National Crime Victim Law Institute

NCVLI Staff Profile - Meg Garvin

November 07, 2017

  • News Image

Meg Garvin joined NCVLI in 2003 as a Staff Attorney and became Executive Director in 2008. Click here to Meg’s bio or read on to learn more about Meg in her own words.

When someone asks you why victims’ rights are important, what do you tell them?

Fundamentally, criminal justice must be about the human beings impacted by crime—both the victim and the defendant.  When our system ignores the victim, or worse when it treats victims as merely pieces of evidence in the case, it contributes to their trauma.  The long-term impacts of this include individuals whose path to surviving is steeper, and a community that loses faith in the system.  We must be better than this. Victims’ rights compel the system to be better; to pay attention to the individual, human victims and to treat them with dignity.  When the criminal justice system does this it is a positive force for the community. 

What would you most like NCVLI or the victims’ rights movement to accomplish in the next ten years? Twenty years?

In the next five years I would like NCVLI to have an even more active pro and low bono legal network.  Ideally, we would have a “go to” lawyer in every corner of every state in this country so that each time a survivor in need contacted us we have a trained lawyer ready to serve.  Imagine the impact of that – every survivor having access to no cost legal services to protect their rights – it would be revolutionary! 

Over the next twenty years I have dreams of many accomplishments for the movement; focusing on just four I would like  

(1) the victims’ rights movement to be seen as fundamental to and not distinct from criminal justice reform;

(2) victims’ rights enforcement to be a daily reality in courts such that victims having lawyers assert their rights and seek review when necessary is common place in every jurisdiction;

(3) the multi-state bar exam to include at least one question about victims’ rights in criminal procedure so that every student in every law school in this country had to study victims’ rights; and

(4) for the United States Supreme Court to hear a case brought by a victims’ rights attorney and to issue a meaningful decision that filters into popular culture the way Miranda has for defendants.

If you could change one thing about the current victims’ rights environment, be it legal, political, public recognition, victim social/psychological services, etc., what would it be?

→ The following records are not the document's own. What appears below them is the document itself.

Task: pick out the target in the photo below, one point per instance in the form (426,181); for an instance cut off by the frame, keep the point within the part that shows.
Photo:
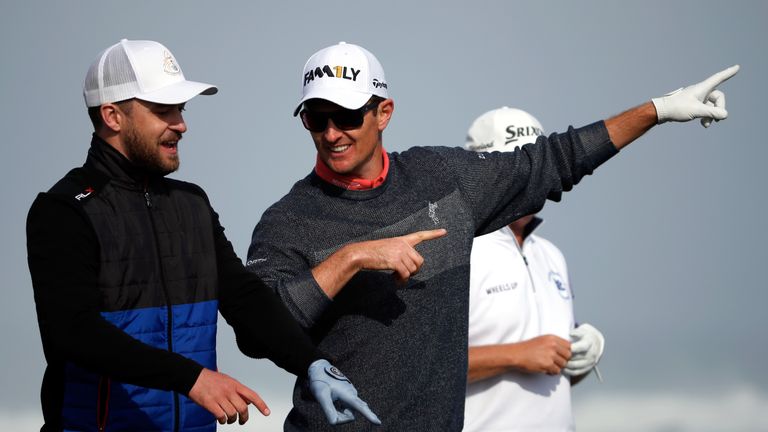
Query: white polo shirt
(511,301)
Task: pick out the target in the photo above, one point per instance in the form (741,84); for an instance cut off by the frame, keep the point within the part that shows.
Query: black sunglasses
(344,119)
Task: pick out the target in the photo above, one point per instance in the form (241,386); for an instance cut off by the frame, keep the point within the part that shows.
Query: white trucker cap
(345,74)
(143,70)
(503,129)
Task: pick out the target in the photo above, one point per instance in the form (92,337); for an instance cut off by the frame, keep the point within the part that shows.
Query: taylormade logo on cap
(503,129)
(139,69)
(345,74)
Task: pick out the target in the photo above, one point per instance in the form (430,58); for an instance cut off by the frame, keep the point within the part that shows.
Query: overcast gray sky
(665,243)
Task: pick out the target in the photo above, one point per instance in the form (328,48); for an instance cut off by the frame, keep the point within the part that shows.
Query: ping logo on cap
(169,64)
(343,72)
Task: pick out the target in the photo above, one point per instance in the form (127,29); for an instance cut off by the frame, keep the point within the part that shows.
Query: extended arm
(543,354)
(396,254)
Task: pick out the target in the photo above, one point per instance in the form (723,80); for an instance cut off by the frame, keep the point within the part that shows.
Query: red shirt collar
(350,182)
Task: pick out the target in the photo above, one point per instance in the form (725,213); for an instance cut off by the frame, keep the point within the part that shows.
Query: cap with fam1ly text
(345,74)
(139,69)
(503,129)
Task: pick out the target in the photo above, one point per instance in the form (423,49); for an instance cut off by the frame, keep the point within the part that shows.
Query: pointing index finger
(721,77)
(420,236)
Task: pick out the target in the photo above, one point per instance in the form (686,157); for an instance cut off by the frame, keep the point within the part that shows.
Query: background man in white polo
(521,312)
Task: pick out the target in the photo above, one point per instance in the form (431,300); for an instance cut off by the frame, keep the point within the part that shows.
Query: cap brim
(346,99)
(178,93)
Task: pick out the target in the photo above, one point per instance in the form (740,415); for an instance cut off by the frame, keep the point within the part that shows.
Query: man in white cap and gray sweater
(130,269)
(525,350)
(331,246)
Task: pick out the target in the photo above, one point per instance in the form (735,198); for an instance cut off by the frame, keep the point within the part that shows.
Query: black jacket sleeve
(63,258)
(263,325)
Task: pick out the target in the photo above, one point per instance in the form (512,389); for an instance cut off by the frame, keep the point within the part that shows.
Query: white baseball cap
(345,74)
(503,129)
(143,70)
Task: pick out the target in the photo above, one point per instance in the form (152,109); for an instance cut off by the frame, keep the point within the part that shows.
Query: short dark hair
(94,113)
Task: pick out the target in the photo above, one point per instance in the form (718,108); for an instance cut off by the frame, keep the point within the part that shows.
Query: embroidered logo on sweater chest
(433,212)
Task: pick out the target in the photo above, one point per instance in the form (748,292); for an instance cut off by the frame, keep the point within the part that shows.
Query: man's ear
(386,108)
(112,117)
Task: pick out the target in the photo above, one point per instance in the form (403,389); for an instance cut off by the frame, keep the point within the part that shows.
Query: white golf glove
(329,385)
(700,100)
(587,345)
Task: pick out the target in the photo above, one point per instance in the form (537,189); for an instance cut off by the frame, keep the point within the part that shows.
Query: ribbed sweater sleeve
(263,325)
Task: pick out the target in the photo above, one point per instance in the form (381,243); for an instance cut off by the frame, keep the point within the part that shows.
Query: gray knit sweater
(405,347)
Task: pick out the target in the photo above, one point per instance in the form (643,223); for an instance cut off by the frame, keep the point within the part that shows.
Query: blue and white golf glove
(587,344)
(329,385)
(700,100)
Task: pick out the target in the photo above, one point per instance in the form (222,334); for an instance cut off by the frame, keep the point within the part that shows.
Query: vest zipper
(169,329)
(102,407)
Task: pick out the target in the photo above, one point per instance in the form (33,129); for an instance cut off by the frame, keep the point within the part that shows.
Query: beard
(144,153)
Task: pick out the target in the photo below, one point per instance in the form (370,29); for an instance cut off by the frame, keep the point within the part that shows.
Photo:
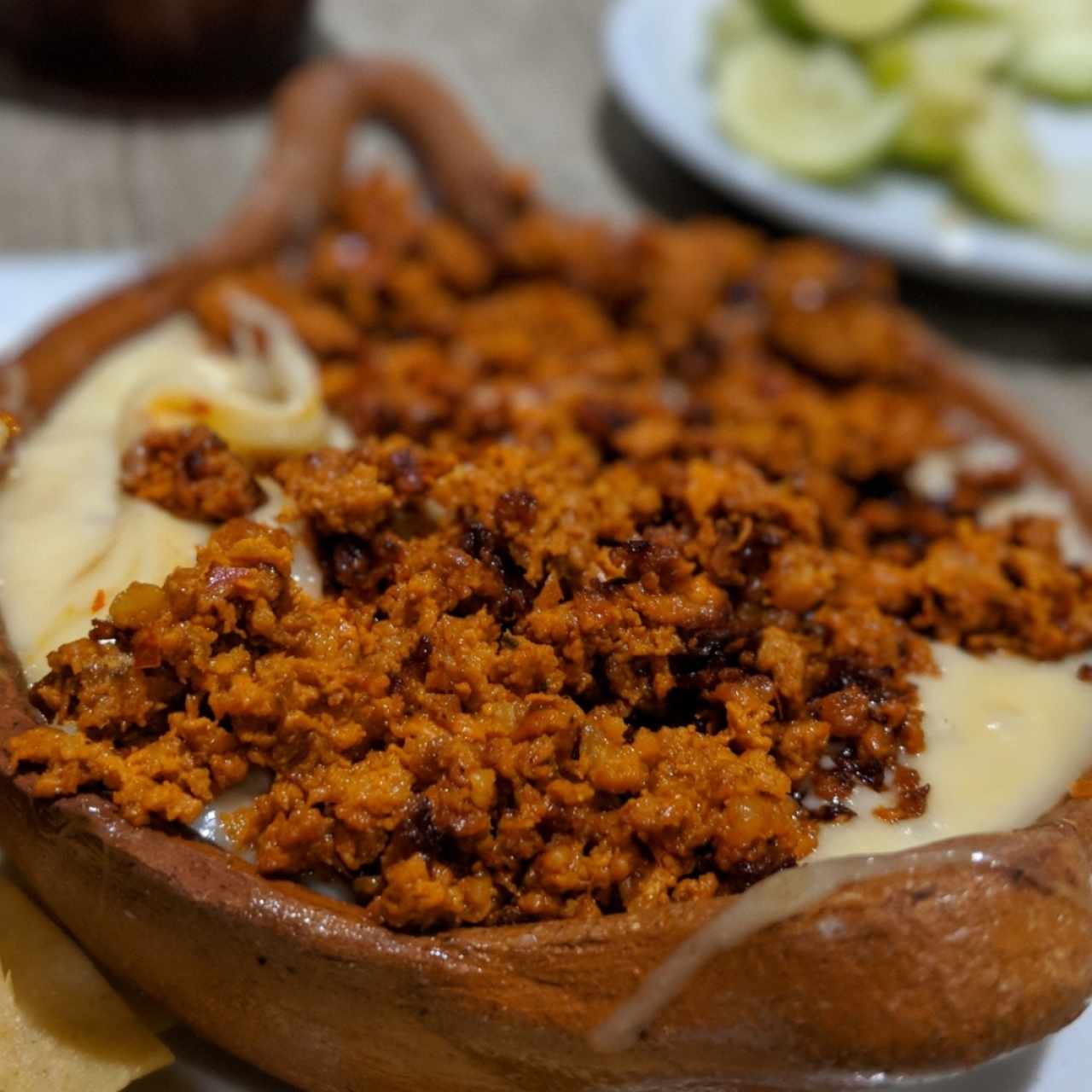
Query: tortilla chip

I would remove the fear. Victims’ rights are about ensuring a meaningful role for victims in our justice system, not about diminishing others’ rights or roles. We should embrace not fear hearing from the people most impacted by crime.

Who or what inspires you?

In the day-to-day, two groups of people inspire me.  First, survivors; bearing witness to their resilience has been perhaps the greatest gift that this job has afforded me.  Second, NCVLI’s staff; the 12 people working at NCVLI are intelligent, generous, empathetic, funny and forgiving; I am beyond fortunate to work here.

What are your hobbies?

I love soccer – I love playing it and watching it.  I am a huge fan of both the Timbers and the Thorns.  I also try to catch games around the country when I’m traveling.  I also love reading – philosophy, novels, political science – all of it.  I am taking a course on international human rights now that is truly inspiring!  Finally, cooking and watching shows about cooking.  If I could be a contestant on Chopped I would be giddy!